There are of course lots of colleges with excellent young faculty, who have done good research during PhD, but are not able to pursue research because of the reasons that I pointed out. How do engage this latent research manpower? This TARE programme gives a fellowship to the faculty with a proven research track record, with research potential and a deep desire to pursue research. So this fellowship and some research money allow them to work in a neighbouring institution or university with a relevant research group.

It could be an IIT, IISER, Central University, R&D lab like CSIR, wherever they find a host group, which can provide them the infrastructure and advise to allow collaborative work in the evenings, on weekends, in holidays, etc. Now, already 500 of these fellowships have been given in one year. As long as these researchers continue to engage meaningfully with progress, they will continue in the fellowship. Anyway, upto 5,000 such people should eventually be pursuing research. It is hoped that some of them may be sufficiently empowered to write grant proposals and succeed.

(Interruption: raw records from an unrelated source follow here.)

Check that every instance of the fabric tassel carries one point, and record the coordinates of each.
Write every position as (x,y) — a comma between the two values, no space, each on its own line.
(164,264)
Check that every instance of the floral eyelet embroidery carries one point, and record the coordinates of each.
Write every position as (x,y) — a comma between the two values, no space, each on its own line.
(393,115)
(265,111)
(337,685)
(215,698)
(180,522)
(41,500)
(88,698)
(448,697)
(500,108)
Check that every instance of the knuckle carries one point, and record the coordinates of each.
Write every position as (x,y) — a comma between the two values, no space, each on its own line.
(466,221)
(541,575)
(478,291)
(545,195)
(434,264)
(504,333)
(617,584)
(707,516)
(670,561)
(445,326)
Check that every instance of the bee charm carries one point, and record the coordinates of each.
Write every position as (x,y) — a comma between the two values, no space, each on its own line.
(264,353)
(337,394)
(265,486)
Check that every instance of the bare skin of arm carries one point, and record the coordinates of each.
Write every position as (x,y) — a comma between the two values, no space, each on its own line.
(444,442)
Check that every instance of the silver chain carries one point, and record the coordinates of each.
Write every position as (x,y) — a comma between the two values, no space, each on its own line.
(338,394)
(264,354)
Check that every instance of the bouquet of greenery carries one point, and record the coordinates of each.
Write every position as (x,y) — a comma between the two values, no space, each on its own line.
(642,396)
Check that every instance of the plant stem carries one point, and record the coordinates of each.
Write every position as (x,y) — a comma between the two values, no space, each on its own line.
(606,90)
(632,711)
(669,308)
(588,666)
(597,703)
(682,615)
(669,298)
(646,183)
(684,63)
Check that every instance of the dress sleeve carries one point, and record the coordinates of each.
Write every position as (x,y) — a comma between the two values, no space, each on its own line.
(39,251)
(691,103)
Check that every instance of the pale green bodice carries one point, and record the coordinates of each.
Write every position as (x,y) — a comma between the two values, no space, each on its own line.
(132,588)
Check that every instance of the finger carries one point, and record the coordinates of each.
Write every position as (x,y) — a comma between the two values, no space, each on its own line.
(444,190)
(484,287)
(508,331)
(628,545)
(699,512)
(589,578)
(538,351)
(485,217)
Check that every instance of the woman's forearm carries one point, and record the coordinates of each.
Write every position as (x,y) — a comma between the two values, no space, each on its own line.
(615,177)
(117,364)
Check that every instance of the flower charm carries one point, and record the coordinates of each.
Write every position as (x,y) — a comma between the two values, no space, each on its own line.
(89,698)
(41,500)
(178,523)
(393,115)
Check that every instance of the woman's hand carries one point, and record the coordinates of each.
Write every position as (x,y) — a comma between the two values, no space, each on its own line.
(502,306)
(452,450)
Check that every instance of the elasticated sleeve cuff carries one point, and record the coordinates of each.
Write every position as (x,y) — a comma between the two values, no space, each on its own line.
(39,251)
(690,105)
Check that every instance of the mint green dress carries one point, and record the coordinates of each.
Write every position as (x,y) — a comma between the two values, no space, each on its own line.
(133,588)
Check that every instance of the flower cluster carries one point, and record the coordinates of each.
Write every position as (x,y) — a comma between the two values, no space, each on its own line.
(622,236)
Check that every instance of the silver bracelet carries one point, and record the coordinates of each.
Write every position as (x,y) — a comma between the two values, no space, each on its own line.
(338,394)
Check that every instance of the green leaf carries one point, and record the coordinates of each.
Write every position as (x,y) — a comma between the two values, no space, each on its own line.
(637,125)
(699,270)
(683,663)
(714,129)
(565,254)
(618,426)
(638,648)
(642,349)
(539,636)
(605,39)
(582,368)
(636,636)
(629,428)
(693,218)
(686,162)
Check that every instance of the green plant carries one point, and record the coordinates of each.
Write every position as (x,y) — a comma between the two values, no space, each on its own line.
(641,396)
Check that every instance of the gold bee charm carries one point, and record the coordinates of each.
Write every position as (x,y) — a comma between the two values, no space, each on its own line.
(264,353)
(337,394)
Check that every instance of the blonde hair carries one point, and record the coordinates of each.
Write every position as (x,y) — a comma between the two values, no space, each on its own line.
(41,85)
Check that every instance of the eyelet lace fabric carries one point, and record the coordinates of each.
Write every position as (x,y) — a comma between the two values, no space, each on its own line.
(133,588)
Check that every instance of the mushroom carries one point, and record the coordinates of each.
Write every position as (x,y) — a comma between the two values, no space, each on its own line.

There are also programmes for universities and colleges to strengthen their research infrastructure. One such programme is Promotion of University Research and Scientific Excellence (PURSE). Those universities that have good research performance are given a one- time grant for creation of scientific infrastructure. This grant could be up to Rs 30 crore. There are many state universities that are greatly helped by this mechanism.

You have been in the academia; you have been a researcher and a teacher, new to administration. Your job right now is policy making. How do you handle that?

Management of DST requires deep insights into our entire science and technology ecosystem, including education. My job as a professor provided deep insights into the ground realities of higher education, scientific research, human resources, technology development, intellectual property, and even start-ups. Professors are for life! These experiences and insights have been invaluable in identifying the challenges and opportunities and in formulations of schemes that identify and address the gap areas in an effective manner. So essentially, our new directions in DST came from the evidence-based analysis of strengths, weaknesses, challenges, opportunities, needs and gaps and how to systematically address them. So I think in a ministry like this, it is necessary to have a scientist.

We have two new needed policies under the final legs. The first one is on the Scientific Social Responsibility that we discussed earlier and the other one is on Management of Scientific Infrastructure including its creation, maintenance, effective use, sharing and disposal. Two other policies are in the pipeline on Geospatial Data and a comprehensive umbrella policy on S&T and Innovation.

And there is another thing, one of the weaknesses have been in our science communication. The scientific community as a whole is not very strong in communications of various kinds, like in scientific journals, in popular media.